The fathers unanimously condemned the taking of interest, Tertullian, Cyprian, Ambrose, Augustine and Jerome can be quoted against it. The popes followed the teachings of the fathers and forbade it under severe penalties. The priests guilty of this sin were degraded from their orders. The laymen found guilty were excommunicated. Interest paid could be reclaimed, not only from the usurer but from his heirs. A bargain, though confirmed by an oath never to claim back the interest paid, was declared not binding. This action of the popes was confirmed by councils.
Charlemagne, in France, forbid the taking of usury either by priests or laity.
A council at Westminster (1126) approved the degradation of all clergy, who were guilty of this practice.
Archbishop Sands said: "This canker (usury) hath corrupted all England."
A council in Vienna (1311) reaffirmed the denunciations of previous popes and councils, and then adds: "If any shall obstinately persist in the error of presuming to affirm that the taking of usury is not a sin, we decree that he shall be punished as a heretic."

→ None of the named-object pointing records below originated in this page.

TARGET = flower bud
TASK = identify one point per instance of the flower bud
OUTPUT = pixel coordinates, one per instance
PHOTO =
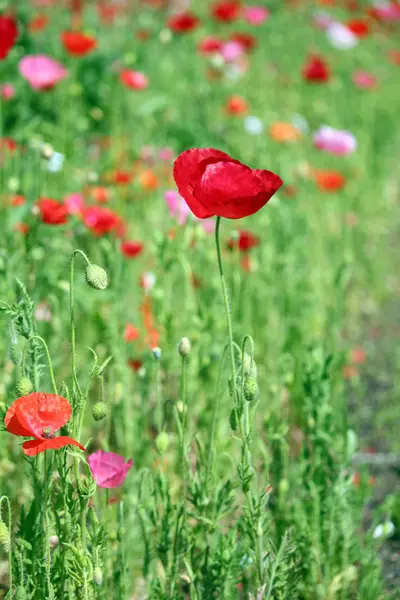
(97, 576)
(184, 347)
(162, 442)
(96, 277)
(5, 539)
(250, 388)
(24, 386)
(99, 411)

There is no record of the repeal of any of these edicts.
The leaders of the Protestant reformation also denounced usury.
Luther was violent in his opposition, using the strongest language he could command. "Whoever eats up, robs and steals the nourishment of another, commits as great a murder, as he who carves a man or utterly undoes him. Such does a usurer, and he sits the while on his stool, when he ought rather to be hanging from the gallows."
Melancthon, Beza and others are accounted against usury.
The decisions of Ecclesiastical Councils were numerous and emphatic until the seventeenth century. Since that time interest taking has become common, all but universal, but there is no record found anywhere of its direct approval by any ecclesiastical body. The Church has come to tolerate it but has never given it official approval.